Sächsische Zeitung, 12.05.2001
War noch was?
Kommentar von Steffen Klameth
DRESDEN. Biedenkopf hier, Schevenstraße da;
Nolle hin, schwarze Kasse her. Ja, ist denn sonst gar nichts mehr Ios in diesem Land? Haben die Politiker keine anderen Sorgen? Gibt es überhaupt noch andere Politiker?
ES gibt sie, so viel steht fest. Und sie haben andere Sorgen. Beispielsweise stellte der PDS-Abgeordnete Heiko Hilker bei einem Besuch in der Staatskanzlei erstaunt fest, dass man ihm Kekse aus Krefeld anbot. Kekse aus Krefeld! Und auch noch jeder einzeln verpackt! Sofort erinnerte sich der Abgeordnete an Ingrid Biedenkopf und deren aufopferungsvollen Kampf für Ostprodukte. Sollte hier etwa Sabotage im Spiel sein? Und warum so viel Verpackung? Nun, wir werden es bald erfahren. Die parlamentarischen Anfragen hat Hilker bereits abgeschickt. Auch auf die Gefahr hin, dass er beim nächsten Mal gar nichts mehr zu essen kriegt.
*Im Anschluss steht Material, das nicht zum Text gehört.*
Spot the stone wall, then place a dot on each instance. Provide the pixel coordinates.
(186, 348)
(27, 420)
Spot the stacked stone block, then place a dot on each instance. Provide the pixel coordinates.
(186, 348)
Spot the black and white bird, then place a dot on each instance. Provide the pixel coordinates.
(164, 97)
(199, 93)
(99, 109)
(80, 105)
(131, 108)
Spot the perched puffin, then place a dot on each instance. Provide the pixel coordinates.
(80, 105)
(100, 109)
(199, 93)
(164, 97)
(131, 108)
ANDERE Abgeordnete nutzten die Zeit, um Pläne für die Zukunft zu schmieden. Genauer gesagt: Reisepläne. Der Bau- und Verkehrsausschuss will sich in Schottland umsehen, der Finanzausschuss in Ungarn und Slowenien, der Wirtschaftsausschuss in Frankreich und der Europaausschuss in der Türkei. Vielleicht wäre es besser gewesen, der Europaausschuss wäre nach Ungarn gefahren und der Finanzausschuss nach Schottland. Aber sei's drum. Hauptsache: weit weg von Sachsen und seinen Affären. In der Ferne, so hat uns der Ministerpräsident erst kürzlich mit seiner USA-Reise vor Augen geführt, sieht man bekanntlich vieles mit größerem Abstand.
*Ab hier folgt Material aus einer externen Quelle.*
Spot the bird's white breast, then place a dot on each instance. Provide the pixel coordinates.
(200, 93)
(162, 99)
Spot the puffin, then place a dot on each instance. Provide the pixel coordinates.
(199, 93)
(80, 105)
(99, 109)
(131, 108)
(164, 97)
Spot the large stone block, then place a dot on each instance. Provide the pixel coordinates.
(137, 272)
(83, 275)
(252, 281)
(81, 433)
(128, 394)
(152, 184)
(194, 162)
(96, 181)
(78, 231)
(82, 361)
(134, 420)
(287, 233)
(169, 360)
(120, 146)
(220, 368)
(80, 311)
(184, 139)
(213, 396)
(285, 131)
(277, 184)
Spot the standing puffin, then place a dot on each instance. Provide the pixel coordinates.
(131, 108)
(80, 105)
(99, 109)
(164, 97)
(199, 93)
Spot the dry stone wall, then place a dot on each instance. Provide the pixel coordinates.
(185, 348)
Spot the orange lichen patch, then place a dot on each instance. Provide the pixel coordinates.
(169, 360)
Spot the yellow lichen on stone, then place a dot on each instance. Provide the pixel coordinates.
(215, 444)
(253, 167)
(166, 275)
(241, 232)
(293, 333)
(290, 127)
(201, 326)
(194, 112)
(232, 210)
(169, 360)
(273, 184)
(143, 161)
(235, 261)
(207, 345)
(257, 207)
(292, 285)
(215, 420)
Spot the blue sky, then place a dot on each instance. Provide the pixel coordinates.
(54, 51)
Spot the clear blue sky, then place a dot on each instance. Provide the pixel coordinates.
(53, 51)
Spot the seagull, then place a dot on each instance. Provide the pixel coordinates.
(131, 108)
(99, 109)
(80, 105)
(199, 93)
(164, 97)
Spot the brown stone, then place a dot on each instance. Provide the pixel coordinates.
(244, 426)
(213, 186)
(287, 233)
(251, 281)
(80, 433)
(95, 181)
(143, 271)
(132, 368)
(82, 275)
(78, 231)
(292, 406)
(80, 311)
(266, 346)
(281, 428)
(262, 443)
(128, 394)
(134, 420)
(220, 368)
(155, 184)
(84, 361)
WAR sonst was? Das Landeskriminalamt (LKA) Sachsen feierte am Montag seinen zehnten Geburtstag. 400 in- und ausländische Gäste sowie 100 LKA-Mitarbeiter durften am Festakt und dem anschließenden Büfett teilhaben. Die übrigen 600 Kriminalisten wurden derweil auf dem Garagenhof mit Kartoffelsuppe abgespeist, was für gewissen Unmut sorgte. Zunächst bei diesen Beamten, später aber auch in der Führungsetage. Denn ein offenbar unzufriedener Mitarbeiter veröffentlichte am Tag darauf Fotos von der tristen Hof-Feier im internen Computernetz. Dort waren sie - der Wachsamkeit der LKA-Chefs sei Dank - nicht lange zu sehen. Nach dem Übeltäter fahndet man allerdings immer noch vergebens.